Pour le cinquième jour consécutif, et malgré les appels appuyés de Moscou comme des Occidentaux, le cessez-le-feu négocié en Russie censé être en vigueur depuis samedi est resté lettre morte.

Pour la première fois, l’armée azerbaïdjanaise a même annoncé avoir bombardé des « systèmes de lancement de missiles » déployés dans la nuit sur le territoire arménien et qui, selon Bakou, servaient à viser l’Azerbaïdjan.

La porte-parole du ministère arménien de la Défense, Chouchan Stepanian, a confirmé les frappes sur son sol mais démenti toute volonté de viser des zones civiles en Azerbaïdjan.

Cette « allégation est dénuée de tout fondement », a-t-elle déclaré, ajoutant qu’en revanche l’armée arménienne « se réserve maintenant le droit de cibler toute installation militaire et tout mouvement de combat sur le territoire de l’Azerbaïdjan ».

Le Nagorny Karabakh, territoire majoritairement peuplé d’Arméniens, a fait sécession de l’Azerbaïdjan peu avant la chute de l’URSS, entraînant une guerre ayant fait 30.000 morts et des centaines de milliers de réfugiés des deux camps dans les années 1990.
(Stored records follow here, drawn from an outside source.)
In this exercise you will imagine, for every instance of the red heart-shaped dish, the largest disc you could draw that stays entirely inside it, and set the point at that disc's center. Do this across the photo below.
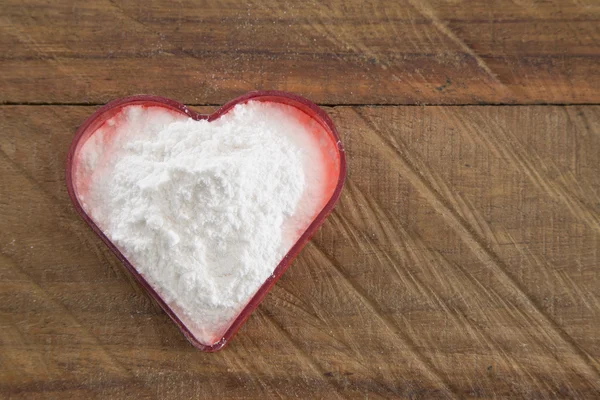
(332, 150)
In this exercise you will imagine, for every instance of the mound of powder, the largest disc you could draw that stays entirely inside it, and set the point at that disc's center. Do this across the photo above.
(205, 211)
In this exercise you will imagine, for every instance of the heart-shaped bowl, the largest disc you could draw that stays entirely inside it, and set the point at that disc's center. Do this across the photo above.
(336, 168)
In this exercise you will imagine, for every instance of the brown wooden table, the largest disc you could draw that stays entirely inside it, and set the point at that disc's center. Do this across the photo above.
(463, 260)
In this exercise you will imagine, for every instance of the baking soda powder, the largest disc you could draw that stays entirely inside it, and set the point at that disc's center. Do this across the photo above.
(205, 211)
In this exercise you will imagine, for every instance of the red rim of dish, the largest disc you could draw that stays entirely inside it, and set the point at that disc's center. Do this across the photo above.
(304, 105)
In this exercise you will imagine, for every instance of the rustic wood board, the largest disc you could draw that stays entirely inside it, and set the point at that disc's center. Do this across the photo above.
(334, 52)
(462, 261)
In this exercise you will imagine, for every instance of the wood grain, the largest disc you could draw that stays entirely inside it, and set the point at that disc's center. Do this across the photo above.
(461, 262)
(334, 52)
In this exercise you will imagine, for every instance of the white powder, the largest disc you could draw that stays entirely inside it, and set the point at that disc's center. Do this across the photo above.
(204, 211)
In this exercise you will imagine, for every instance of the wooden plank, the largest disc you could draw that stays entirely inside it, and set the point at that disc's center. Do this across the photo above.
(339, 52)
(467, 268)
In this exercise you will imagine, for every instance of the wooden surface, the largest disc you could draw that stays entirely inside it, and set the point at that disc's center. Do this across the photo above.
(461, 262)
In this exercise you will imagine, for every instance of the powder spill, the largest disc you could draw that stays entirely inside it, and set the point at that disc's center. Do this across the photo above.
(205, 211)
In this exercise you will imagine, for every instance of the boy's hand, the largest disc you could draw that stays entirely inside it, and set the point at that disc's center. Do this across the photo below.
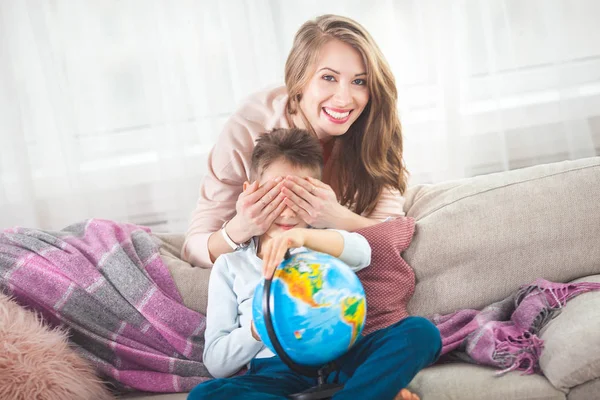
(274, 251)
(254, 333)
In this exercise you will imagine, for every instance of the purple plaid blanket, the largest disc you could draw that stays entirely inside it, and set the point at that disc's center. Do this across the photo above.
(504, 334)
(107, 284)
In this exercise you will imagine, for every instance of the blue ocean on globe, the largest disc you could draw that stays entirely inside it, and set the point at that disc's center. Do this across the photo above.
(318, 308)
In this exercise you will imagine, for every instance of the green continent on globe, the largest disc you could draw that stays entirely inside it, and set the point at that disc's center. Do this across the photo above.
(353, 313)
(303, 285)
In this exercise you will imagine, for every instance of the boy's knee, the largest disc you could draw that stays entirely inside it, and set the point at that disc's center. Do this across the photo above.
(424, 332)
(205, 390)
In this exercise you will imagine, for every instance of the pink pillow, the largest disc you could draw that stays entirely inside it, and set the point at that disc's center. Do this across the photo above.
(389, 282)
(36, 362)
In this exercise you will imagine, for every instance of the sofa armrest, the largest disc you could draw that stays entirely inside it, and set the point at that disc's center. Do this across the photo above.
(571, 354)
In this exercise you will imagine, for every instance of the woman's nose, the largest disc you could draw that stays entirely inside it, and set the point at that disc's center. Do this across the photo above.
(342, 96)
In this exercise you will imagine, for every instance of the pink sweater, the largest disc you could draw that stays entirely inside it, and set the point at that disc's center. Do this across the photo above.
(229, 167)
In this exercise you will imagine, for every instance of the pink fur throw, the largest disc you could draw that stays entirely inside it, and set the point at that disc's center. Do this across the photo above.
(36, 362)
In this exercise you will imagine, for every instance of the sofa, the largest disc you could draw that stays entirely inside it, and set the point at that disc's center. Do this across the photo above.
(476, 241)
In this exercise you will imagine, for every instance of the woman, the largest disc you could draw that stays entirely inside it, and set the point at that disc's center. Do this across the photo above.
(339, 87)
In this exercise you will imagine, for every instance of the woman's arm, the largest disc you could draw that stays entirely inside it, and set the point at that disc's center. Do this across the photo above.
(317, 205)
(221, 199)
(351, 248)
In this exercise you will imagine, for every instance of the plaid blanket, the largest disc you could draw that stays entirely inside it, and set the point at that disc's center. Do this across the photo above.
(504, 334)
(107, 284)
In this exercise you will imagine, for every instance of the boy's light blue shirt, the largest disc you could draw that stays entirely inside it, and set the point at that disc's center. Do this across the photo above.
(229, 344)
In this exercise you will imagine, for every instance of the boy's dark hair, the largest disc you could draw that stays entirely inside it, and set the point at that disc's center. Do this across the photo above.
(296, 146)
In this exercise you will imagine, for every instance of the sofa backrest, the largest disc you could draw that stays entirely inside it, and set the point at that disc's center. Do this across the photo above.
(478, 239)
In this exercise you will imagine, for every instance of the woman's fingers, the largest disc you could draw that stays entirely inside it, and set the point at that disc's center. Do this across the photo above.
(300, 187)
(264, 194)
(298, 210)
(296, 199)
(318, 183)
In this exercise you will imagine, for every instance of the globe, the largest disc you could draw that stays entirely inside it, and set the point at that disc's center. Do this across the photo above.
(318, 308)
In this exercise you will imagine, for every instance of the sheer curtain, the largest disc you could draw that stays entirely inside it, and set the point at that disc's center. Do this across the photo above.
(109, 108)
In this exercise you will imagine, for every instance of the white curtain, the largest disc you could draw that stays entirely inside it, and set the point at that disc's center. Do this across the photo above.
(109, 108)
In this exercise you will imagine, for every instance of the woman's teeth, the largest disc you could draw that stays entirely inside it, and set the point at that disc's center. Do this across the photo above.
(336, 115)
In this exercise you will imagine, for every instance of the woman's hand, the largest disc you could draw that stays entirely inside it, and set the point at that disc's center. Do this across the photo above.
(256, 209)
(275, 249)
(314, 201)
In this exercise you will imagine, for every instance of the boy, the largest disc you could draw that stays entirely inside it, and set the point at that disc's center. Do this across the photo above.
(231, 342)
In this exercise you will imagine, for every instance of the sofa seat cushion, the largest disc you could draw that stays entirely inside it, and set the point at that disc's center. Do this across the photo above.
(571, 354)
(478, 239)
(461, 381)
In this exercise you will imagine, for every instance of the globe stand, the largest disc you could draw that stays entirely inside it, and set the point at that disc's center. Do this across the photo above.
(322, 390)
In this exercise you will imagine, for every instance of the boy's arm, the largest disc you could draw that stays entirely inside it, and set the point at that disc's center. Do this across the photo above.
(227, 347)
(351, 248)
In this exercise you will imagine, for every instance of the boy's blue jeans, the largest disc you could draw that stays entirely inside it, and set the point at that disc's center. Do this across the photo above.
(378, 366)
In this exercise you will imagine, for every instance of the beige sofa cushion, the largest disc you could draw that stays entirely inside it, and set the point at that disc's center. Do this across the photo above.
(478, 239)
(587, 391)
(192, 282)
(571, 354)
(474, 382)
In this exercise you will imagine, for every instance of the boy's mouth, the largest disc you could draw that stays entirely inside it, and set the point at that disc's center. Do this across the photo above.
(285, 227)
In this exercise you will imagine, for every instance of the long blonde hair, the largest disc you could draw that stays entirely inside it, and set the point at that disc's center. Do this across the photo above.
(368, 157)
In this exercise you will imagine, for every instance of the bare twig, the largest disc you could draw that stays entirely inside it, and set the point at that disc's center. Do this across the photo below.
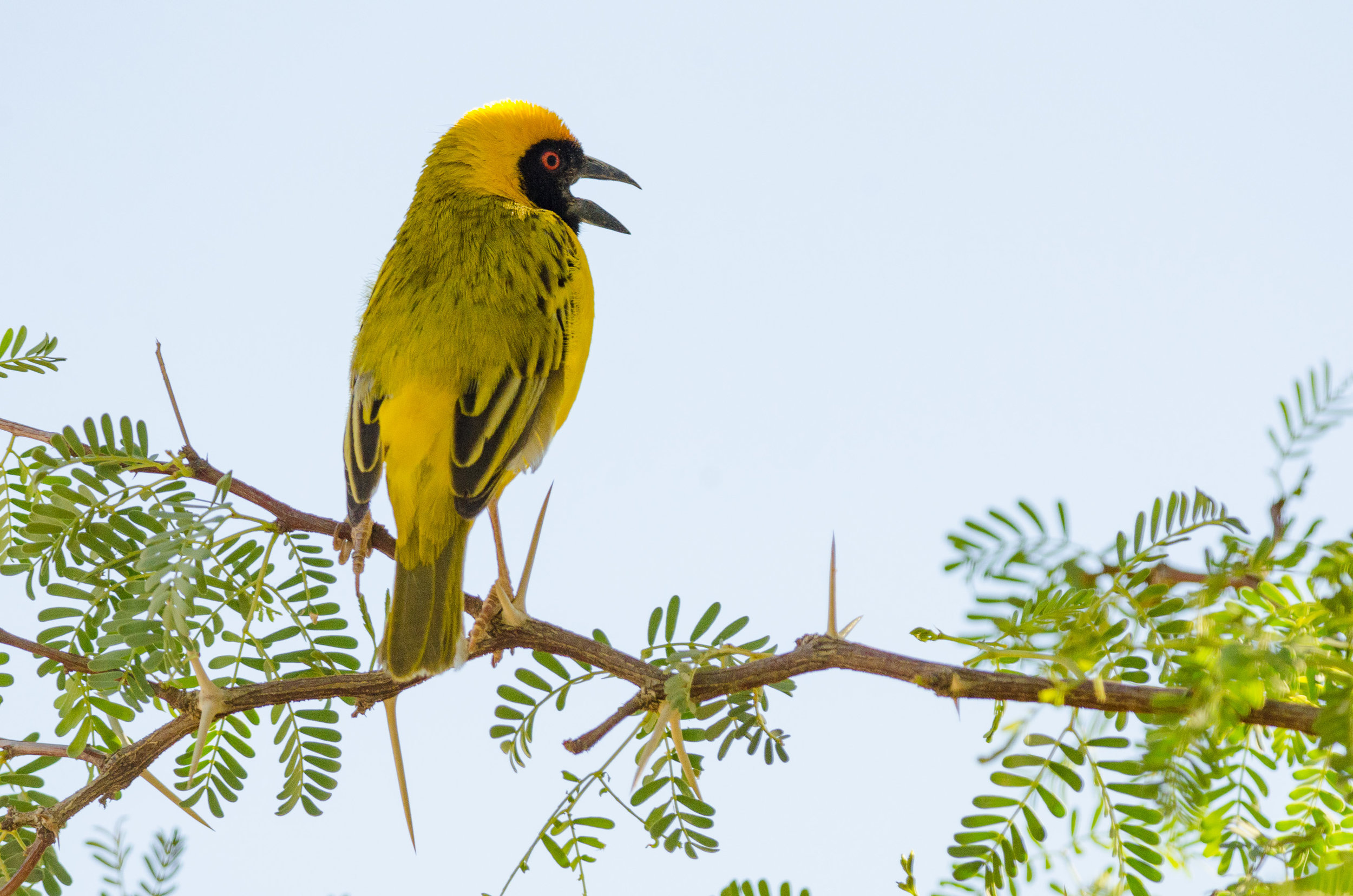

Bakou accuse depuis l’Arménie d’occuper son territoire et les heurts armés y sont réguliers. Mais les hostilités en cours sont les plus graves depuis 1994. Après près de trente ans d’impasse diplomatique, le président azerbaïdjanais Ilham Alïev a juré de reprendre le contrôle de ce territoire par la force si nécessaire.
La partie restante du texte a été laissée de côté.